In the year that follows their birth, time for adoration is gradually eaten away by patchy sleep, illness scares, and incidences of ‘Now what do I do?!’; then toddlerdom arrives, and we wring our hands at the tantrums and opinions (NO!) and willpower (MINE!), and adoration seems a distant memory.
Yet lately I have come to realise I am enjoying this stage of my son’s development as much, if not more, than all previous. I won’t deny that part of this is his new and apparently durable habit of sleeping from 8pm to 6am, a truly amazing development for a human being who once nursed every two hours morning and night, and was still waking at least once a night a mere month ago. I take no credit for this; we have been observing much the same bedtime routine since he was one. He sleeps wonderfully during the day, too—today he even voluntarily went to his cot to nap. That’s the big change: he comprehends what it is to feel tired, and knows that lying down and having a snooze when you do feels good.
So what do I adore about my 22 month old?
He announces ‘HUG!’ at the drop of a hat and rushes over to envelop me in a miniature bear hug.
He kisses my husband goodbye in the mornings, but hasn’t quite got the pout right, producing a sort of affectionate chipmunk look with two upper teeth showing.
He proceeds everywhere at an urgent trot, often while babbling vowel sounds to himself, so I always know where he I-I-I-I-S because I can H-EA-EA-EA-EA-R him B-OU-OU-OU-OUNCING along (this is my current favourite thing).
He is gaining several words a day, and I never know which he’ll imitate next – among ‘helicopter’ (“DOT-DAH!”) and ‘blue’ (“BOO”) is ‘happy’ and ‘pasta’ (“PAH!-STAH”).
He often says ‘thank you’ (“ANK-GOO”).
His heart is entirely on his sleeve: when he’s excited, he’ll jump up and down on the spot; when he’s surprised or intrigued, he’ll do the biggest :-O face you’ve ever seen; when he laughs, he abandons himself to hilarity.
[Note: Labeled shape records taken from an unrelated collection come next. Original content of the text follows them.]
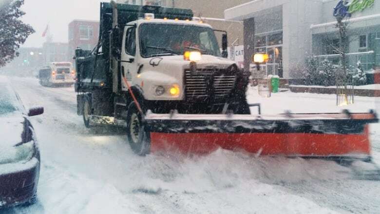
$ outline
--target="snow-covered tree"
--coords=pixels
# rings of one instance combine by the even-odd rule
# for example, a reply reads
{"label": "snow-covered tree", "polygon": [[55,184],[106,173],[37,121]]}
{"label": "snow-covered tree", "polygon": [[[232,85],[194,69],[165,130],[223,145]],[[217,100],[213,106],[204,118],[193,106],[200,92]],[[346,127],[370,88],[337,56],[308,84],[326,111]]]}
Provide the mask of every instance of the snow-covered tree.
{"label": "snow-covered tree", "polygon": [[336,68],[331,61],[327,59],[322,61],[319,66],[319,85],[335,85],[336,72]]}
{"label": "snow-covered tree", "polygon": [[305,69],[305,83],[307,85],[315,85],[319,78],[318,60],[314,56],[309,56],[306,59]]}
{"label": "snow-covered tree", "polygon": [[353,69],[351,73],[352,76],[352,82],[355,85],[364,85],[367,82],[367,77],[365,73],[363,71],[363,67],[361,66],[361,62],[358,61],[358,67]]}
{"label": "snow-covered tree", "polygon": [[35,32],[33,28],[19,18],[25,15],[20,9],[24,0],[4,0],[0,2],[0,67],[19,56],[17,50],[28,37]]}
Toddlers are a new kind of adorable – interactive, challenging, and independent. They need you but don’t always want you. They build (and strain) your patience muscles, run straight for the traffic, collapse in your lap. The same courage they use to get to the top of the slide and down with a “Wheeee!” gets them onto the chair and then the dining table, again. There can be no fair weather friends here; toddlers are proof that it is possible to love someone who is driving you crazy. HUG!